First of all, the universe is logical, orderly, and capable of being mathematically analyzed. Explanations for God are not at all logical. Science depends on careful examination and analysis. Religion depends of faith. Religious people tell us God's behavior cannot be explained, while science continues to discover precisely how nature works according to universal laws.

I think religion serves three main purposes for people. First, churches, synagogues, mosques and other religious gathering places serve a social purpose. People are social creatures and they like being around people who share their values. I also think God or gods were invented to explain mysteries. The Greeks and Romans had gods of weather and love and thunder and the passage of the sun from morning to night and all sorts of mysteries of nature. Bit by bit over the centuries, science has unraveled much of what religion once explained. Finally, I think religion, especially Christianity and Islam which preach Heaven or Paradise offers hope to those who fear death. Hindus believe in reincarnation. Some Jews believe in an afterlife. The whole idea of afterlife was central to AD Egyptians. It appears that Christianity borrowed that idea and ran with it.

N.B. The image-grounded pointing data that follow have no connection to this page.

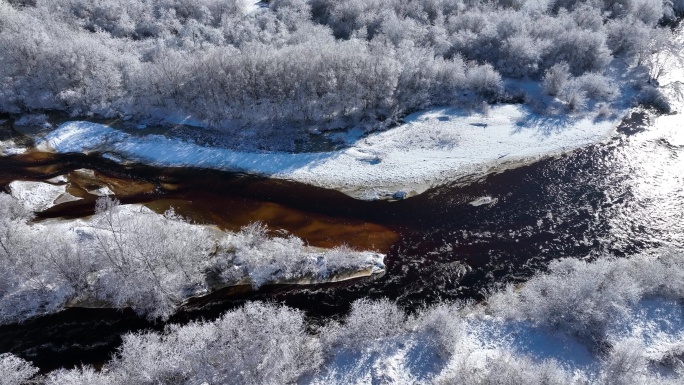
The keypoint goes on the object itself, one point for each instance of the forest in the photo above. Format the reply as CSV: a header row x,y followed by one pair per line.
x,y
308,65
111,260
596,295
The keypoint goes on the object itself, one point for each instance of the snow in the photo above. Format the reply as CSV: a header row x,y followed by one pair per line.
x,y
9,147
39,196
436,146
251,6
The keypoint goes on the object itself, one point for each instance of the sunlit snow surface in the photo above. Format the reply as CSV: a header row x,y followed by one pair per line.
x,y
432,147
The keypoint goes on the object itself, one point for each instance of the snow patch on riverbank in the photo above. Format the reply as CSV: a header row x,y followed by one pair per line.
x,y
129,256
436,146
39,196
9,147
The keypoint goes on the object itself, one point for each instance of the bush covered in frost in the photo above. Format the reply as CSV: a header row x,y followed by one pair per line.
x,y
303,64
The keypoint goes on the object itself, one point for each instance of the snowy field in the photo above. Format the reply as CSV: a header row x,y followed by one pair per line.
x,y
432,147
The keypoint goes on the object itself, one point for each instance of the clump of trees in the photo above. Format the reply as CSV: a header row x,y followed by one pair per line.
x,y
316,63
144,261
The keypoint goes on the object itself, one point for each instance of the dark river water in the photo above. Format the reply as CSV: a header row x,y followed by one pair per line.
x,y
611,199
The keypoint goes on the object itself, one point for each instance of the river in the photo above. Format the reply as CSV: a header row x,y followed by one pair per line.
x,y
610,199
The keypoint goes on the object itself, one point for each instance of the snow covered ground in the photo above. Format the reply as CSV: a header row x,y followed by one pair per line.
x,y
432,147
39,196
108,260
9,147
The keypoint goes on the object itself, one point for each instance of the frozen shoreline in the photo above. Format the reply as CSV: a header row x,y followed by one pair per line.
x,y
436,146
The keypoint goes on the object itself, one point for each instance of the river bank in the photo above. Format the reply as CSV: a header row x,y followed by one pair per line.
x,y
434,147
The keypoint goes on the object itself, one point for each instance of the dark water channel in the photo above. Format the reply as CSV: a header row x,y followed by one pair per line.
x,y
612,199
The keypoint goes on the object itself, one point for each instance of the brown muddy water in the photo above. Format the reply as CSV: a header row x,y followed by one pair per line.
x,y
611,199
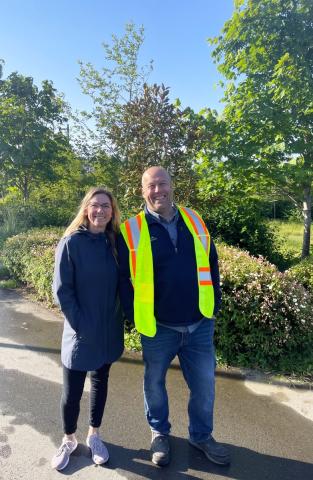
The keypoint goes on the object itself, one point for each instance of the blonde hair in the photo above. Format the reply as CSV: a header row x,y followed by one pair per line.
x,y
112,228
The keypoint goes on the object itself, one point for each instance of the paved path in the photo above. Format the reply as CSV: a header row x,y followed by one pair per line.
x,y
267,439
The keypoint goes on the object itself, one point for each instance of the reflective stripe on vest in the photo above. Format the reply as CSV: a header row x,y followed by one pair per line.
x,y
199,228
136,235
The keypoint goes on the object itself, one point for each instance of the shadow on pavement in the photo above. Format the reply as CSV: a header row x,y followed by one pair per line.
x,y
41,412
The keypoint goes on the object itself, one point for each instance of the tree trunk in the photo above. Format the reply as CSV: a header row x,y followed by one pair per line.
x,y
307,212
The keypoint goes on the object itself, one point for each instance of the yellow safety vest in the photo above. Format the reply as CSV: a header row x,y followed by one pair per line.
x,y
137,238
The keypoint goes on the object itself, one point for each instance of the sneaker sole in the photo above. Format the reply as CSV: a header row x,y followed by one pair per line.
x,y
208,456
105,460
59,469
161,462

Seems to me there are a lot of problems with the idea of Heaven and Hell. First of all, why would a loving God invent a place of eternal torture? The only answer that makes any kind of sense is that God is not at all loving, but vengeful. There's a frightening thought, a vengeful and all-powerful God. But that doesn't square with the idea of Jesus Christ, the Prince of Peace and Love. So there's a contradiction.

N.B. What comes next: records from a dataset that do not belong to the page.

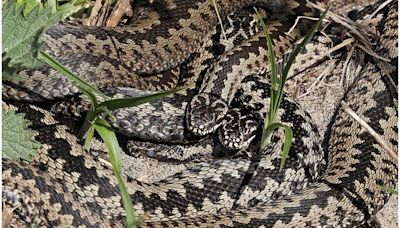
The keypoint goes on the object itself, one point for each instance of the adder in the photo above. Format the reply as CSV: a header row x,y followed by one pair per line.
x,y
67,186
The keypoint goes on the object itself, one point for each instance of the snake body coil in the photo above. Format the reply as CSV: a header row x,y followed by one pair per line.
x,y
337,186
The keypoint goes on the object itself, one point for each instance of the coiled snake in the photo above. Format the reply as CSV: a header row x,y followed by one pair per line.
x,y
67,186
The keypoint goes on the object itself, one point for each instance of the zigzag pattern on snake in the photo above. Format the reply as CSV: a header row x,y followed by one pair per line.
x,y
67,186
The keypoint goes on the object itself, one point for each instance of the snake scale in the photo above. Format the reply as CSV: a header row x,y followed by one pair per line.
x,y
336,186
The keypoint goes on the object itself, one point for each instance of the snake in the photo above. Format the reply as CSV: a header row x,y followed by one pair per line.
x,y
65,185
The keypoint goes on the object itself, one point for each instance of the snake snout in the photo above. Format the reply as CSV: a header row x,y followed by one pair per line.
x,y
205,114
238,130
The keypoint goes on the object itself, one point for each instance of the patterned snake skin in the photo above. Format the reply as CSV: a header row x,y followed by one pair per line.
x,y
337,186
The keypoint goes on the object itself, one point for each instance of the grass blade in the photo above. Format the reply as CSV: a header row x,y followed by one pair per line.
x,y
114,154
299,48
288,140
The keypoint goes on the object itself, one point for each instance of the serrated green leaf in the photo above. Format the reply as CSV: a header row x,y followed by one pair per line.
x,y
18,139
22,35
29,5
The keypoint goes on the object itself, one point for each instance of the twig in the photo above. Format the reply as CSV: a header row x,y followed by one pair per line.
x,y
378,9
371,131
123,7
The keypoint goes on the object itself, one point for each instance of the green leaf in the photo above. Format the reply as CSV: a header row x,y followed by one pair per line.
x,y
29,5
18,139
114,154
22,35
288,140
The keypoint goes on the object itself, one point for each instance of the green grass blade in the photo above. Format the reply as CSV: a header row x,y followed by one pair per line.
x,y
81,84
299,48
114,154
288,140
134,101
219,18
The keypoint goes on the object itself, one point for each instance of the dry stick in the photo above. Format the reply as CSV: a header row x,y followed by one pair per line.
x,y
91,21
319,79
378,9
123,7
371,131
367,47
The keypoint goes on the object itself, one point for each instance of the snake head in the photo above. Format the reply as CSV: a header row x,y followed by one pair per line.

And then there's Heaven, where people (who accepted Christ as their Lord and Savior) go to spend eternity in blissful happiness, forever and forever and forever. Sounds crushingly dull after a few hundred years. Happy Happy Happy. And what if you go to Heaven but your loving husband or wife or kids who never quite accepted Jesus Christ as their Lord and Savior, are not allowed into heaven, but sent straight to Hell. Are you still going to be Happy Happy Happy forever and forever knowing that your loved ones are consigned to a place of eternal torture?

And then what about all the people who were born and died before Christ, so never got the chance to accept him as their Lord and Savior? Straight to Hell, I guess. And all the Jews and Hindus and Muslims who don't accept Christ. Straight to Hell. Doesn't make sense.

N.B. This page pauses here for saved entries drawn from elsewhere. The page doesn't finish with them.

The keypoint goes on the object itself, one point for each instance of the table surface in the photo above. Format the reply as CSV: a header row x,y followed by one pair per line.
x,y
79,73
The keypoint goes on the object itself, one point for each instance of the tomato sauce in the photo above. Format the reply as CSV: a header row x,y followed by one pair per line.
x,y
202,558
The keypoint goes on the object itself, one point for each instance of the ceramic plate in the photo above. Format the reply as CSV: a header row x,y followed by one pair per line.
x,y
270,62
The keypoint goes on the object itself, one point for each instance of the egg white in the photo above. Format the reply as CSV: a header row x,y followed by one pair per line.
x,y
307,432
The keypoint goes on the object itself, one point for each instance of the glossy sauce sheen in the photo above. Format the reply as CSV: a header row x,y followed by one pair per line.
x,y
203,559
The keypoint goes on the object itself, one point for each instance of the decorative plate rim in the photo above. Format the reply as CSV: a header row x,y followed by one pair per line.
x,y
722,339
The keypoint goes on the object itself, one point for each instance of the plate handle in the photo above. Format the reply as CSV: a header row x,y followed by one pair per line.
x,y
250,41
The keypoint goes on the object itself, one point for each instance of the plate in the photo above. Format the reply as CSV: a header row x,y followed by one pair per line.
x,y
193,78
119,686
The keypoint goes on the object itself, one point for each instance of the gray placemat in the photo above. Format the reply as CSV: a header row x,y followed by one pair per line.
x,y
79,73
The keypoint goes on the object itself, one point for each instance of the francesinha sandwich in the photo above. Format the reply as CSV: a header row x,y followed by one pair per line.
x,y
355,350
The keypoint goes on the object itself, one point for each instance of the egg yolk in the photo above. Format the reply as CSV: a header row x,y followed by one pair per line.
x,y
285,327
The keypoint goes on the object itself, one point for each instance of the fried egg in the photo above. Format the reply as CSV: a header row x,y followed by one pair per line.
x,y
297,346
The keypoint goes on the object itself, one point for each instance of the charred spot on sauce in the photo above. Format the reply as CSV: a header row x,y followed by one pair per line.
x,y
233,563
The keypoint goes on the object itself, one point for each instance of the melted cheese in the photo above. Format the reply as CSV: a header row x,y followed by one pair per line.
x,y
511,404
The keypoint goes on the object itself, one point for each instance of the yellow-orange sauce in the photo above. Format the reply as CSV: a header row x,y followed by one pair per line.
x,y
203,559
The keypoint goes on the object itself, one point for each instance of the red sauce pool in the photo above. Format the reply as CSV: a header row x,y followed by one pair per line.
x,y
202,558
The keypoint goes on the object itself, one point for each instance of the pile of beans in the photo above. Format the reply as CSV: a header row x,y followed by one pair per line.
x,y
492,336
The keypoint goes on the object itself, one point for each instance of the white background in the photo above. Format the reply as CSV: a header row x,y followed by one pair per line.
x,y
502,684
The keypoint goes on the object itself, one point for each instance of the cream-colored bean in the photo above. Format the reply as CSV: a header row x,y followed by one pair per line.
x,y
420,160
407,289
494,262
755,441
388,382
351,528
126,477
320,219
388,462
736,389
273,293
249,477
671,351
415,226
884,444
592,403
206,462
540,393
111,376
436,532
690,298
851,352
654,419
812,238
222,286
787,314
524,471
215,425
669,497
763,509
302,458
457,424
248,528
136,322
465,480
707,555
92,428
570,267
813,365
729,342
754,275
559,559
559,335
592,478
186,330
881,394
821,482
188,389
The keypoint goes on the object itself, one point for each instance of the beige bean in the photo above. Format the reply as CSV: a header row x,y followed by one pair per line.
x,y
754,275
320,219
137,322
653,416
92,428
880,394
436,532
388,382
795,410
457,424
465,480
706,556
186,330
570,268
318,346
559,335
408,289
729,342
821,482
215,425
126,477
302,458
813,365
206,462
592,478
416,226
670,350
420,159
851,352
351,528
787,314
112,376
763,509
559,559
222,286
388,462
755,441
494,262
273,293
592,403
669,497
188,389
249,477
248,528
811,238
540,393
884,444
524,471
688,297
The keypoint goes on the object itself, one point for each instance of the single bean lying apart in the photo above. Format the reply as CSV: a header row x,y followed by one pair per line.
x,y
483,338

Christianity doesn't make sense. I don't know much about any of the other religions, but it seems to me belief in an Imaginary Man in the Sky is ridiculous. My sister recently had an auto accident. She and her husband were hurt but not too badly. One of her daughters thanked God that they were not killed. I wondered if God was responsible for saving them from death just then, why couldn't God have prevented the accident in the first place. The answer was that God Works in Mysterious Ways, it is not for us to understand. This lets God off the hook, seems to me. God as an irresponsible teenager.

Actually, I wish I COULD believe in religion. It comforts those who do believe. It works for them. Apparently makes them happy. At least it works for those who really follow the best aspects of their religion, the parts about peace and loving your neighbor. Problem is, a lot of religious people seem to be vengeful and judgmental and selfish. And then there are the Catholic priests who have molested children. The worst kinds of people are those who use religion for their own selfish purposes. Or the hypocrites, who pretend to be religious but act quite in opposition to their own stated religious beliefs.

There are many people doing good in the name of their religion and their God. To me, this is the best face of religion. But I think God never created man. Man created God. So religion is not a divine and holy thing. It is just a flawed human institution, embodying good and bad, like the people who invented it.